We piled into a taxicab and made a quick journey to the office of the Continental Express. Maude Euston had already preceded us, and we found her standing by Lane's desk as he paced the floor.

"Please, Miss Euston, don't go," he was saying as we entered.

"But I want to go," she persisted, more than ever determined, apparently.

"I have engaged Professor Kennedy just for the purpose of foreseeing what new attack can be made on us," he said.

"You have engaged Professor Kennedy?" she asked. "I think I have a prior claim there, haven't I?" she appealed.

Kennedy stood for a moment looking from one to the other. What was there in the motives that actuated them? Was it fear, hate, love, jealousy?

"I can serve my two clients only if they yield to me," Craig remarked, quietly. "Don't set that down, Whiting. Which is it--yes or no?"

Neither Lane nor Miss Euston looked at each other for a moment.

"Is it in my hands?" repeated Craig.

"Yes," bit off Lane, sourly.

"And you, Miss Euston?"

"Of course," she answered.

"Then we all go," decided Craig. "Lane, may I install this thing in your telegraph-room outside?"

"Anything you say," Lane returned, unmollified.

Whiting set to work immediately, while Kennedy gave him the final instructions.

Neither Lane nor Miss Euston spoke a word, even when I left the room for a moment, fearing that three was a crowd. I could not help wondering whether she might not have heard something more from the woman in the tea-room conversation than she had told us. If she had, she had been more frank with Lane than with us. She must have told him. Certainly she had not told us. It was the only way I could account for the armed truce that seemed to exist as, hour after hour, our train carried us nearer the point where we were to meet the treasure-train.

At Worcester we had still a long wait for the argosy that was causing so much anxiety and danger. It was long after the time scheduled that we left finally, on our return journey, late at night.

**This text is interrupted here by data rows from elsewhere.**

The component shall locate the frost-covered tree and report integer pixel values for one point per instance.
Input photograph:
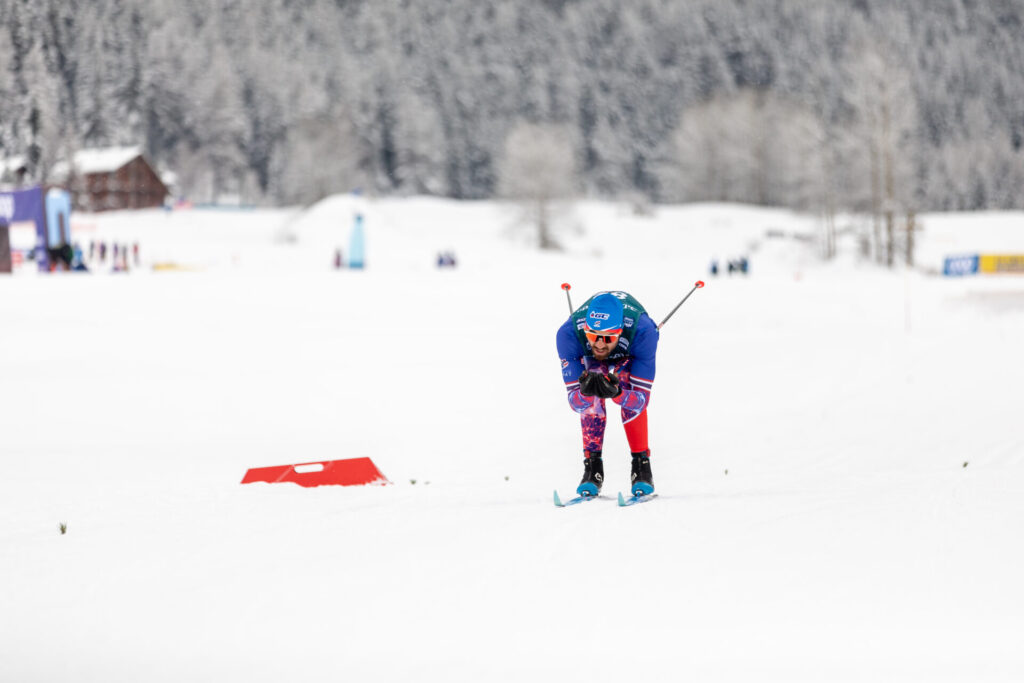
(537, 170)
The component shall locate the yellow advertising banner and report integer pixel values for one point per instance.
(1001, 263)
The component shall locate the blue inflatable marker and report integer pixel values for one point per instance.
(356, 245)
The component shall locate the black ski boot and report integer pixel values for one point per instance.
(593, 474)
(642, 479)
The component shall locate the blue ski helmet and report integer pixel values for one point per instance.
(604, 314)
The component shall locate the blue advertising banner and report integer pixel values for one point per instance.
(956, 266)
(27, 205)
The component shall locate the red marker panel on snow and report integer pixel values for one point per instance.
(350, 472)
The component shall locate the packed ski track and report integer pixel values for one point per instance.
(836, 447)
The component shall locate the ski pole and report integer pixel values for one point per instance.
(567, 287)
(696, 286)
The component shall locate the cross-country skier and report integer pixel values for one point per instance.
(607, 348)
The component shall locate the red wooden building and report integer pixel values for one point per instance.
(111, 178)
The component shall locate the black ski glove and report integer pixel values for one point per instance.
(587, 382)
(602, 386)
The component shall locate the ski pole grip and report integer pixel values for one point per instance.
(567, 287)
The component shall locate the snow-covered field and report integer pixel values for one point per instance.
(839, 453)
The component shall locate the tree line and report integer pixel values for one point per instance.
(862, 104)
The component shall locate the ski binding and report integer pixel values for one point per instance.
(635, 499)
(573, 501)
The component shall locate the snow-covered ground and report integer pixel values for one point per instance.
(839, 453)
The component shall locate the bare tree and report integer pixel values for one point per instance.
(538, 169)
(887, 116)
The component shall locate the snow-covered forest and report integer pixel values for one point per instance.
(810, 104)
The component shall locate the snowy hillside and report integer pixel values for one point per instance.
(837, 449)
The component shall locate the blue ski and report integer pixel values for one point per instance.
(572, 501)
(633, 500)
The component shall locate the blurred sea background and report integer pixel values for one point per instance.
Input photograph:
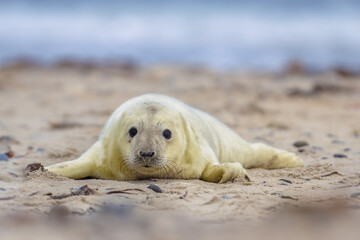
(263, 35)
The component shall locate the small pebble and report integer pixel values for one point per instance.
(331, 135)
(299, 144)
(59, 212)
(354, 195)
(4, 157)
(285, 180)
(155, 188)
(226, 196)
(316, 148)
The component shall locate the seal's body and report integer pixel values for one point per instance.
(155, 136)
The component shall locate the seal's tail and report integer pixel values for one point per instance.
(268, 157)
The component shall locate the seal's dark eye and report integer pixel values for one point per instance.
(167, 134)
(132, 132)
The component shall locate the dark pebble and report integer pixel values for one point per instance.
(331, 135)
(83, 190)
(300, 144)
(285, 180)
(155, 188)
(316, 148)
(354, 195)
(226, 196)
(59, 212)
(4, 157)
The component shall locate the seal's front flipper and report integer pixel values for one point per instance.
(82, 167)
(224, 172)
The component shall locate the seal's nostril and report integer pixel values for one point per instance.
(146, 154)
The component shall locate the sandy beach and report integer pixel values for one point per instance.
(53, 114)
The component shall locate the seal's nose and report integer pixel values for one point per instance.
(145, 154)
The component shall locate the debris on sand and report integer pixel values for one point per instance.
(75, 191)
(299, 144)
(155, 188)
(285, 180)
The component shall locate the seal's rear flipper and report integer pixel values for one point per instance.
(82, 167)
(268, 157)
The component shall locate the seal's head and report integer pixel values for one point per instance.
(151, 140)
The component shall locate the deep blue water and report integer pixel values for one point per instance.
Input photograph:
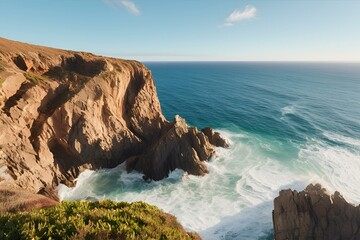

Ahead of us went a dummy pilot-train to be sacrificed if any bridges or trestles were blown up or if any new attempts were made at producing artificially broken rails. We four established ourselves as best we could in a car in the center of the treasure- train, with one of the armed guards as company. Mile after mile we reeled off, ever southward and westward.

We must have crossed the State of Connecticut and have been approaching Long Island Sound, when suddenly the train stopped with a jerk. Ordinarily there is nothing to grow alarmed about at the mere stopping of a train. But this was an unusual train under unusual circumstances.

No one said a word as we peered out. Down the track the signals seemed to show a clear road. What was the matter?

"Look!" exclaimed Kennedy, suddenly.

Off a distance ahead I could see what looked like a long row of white fuses sticking up in the faint starlight. From them the fresh west wind seemed to blow a thick curtain of greenish-yellow smoke which swept across the track, enveloping the engine and the forward cars and now advancing toward us like the "yellow wind" of northern China. It seemed to spread thickly on the ground, rising scarcely more than sixteen or eighteen feet.

A moment and the cloud began to fill the air about us. There was a paralyzing odor. I looked about at the others, gasping and coughing. As the cloud rolled on, inexorably increasing in density, it seemed literally to grip the lungs.

It flashed over me that already the engineer and fireman had been overcome, though not before the engineer had been able to stop the train.

As the cloud advanced, the armed guards ran from it, shouting, one now and then falling, overcome. For the moment none of us knew what to do. Should we run and desert the train for which we had dared so much? To stay was death.

Quickly Kennedy pulled from his pocket the gauze arrangements he had had in his hand that morning just as Miss Euston's knock had interrupted his conversation with me. Hurriedly he shoved one into Miss Euston's hands, then to Lane, then to me, and to the guard who was with us.

"Wet them!" he cried, as he fitted his own over his nose and staggered to a water-cooler.

"What is it?" I gasped, hoarsely, as we all imitated his every action.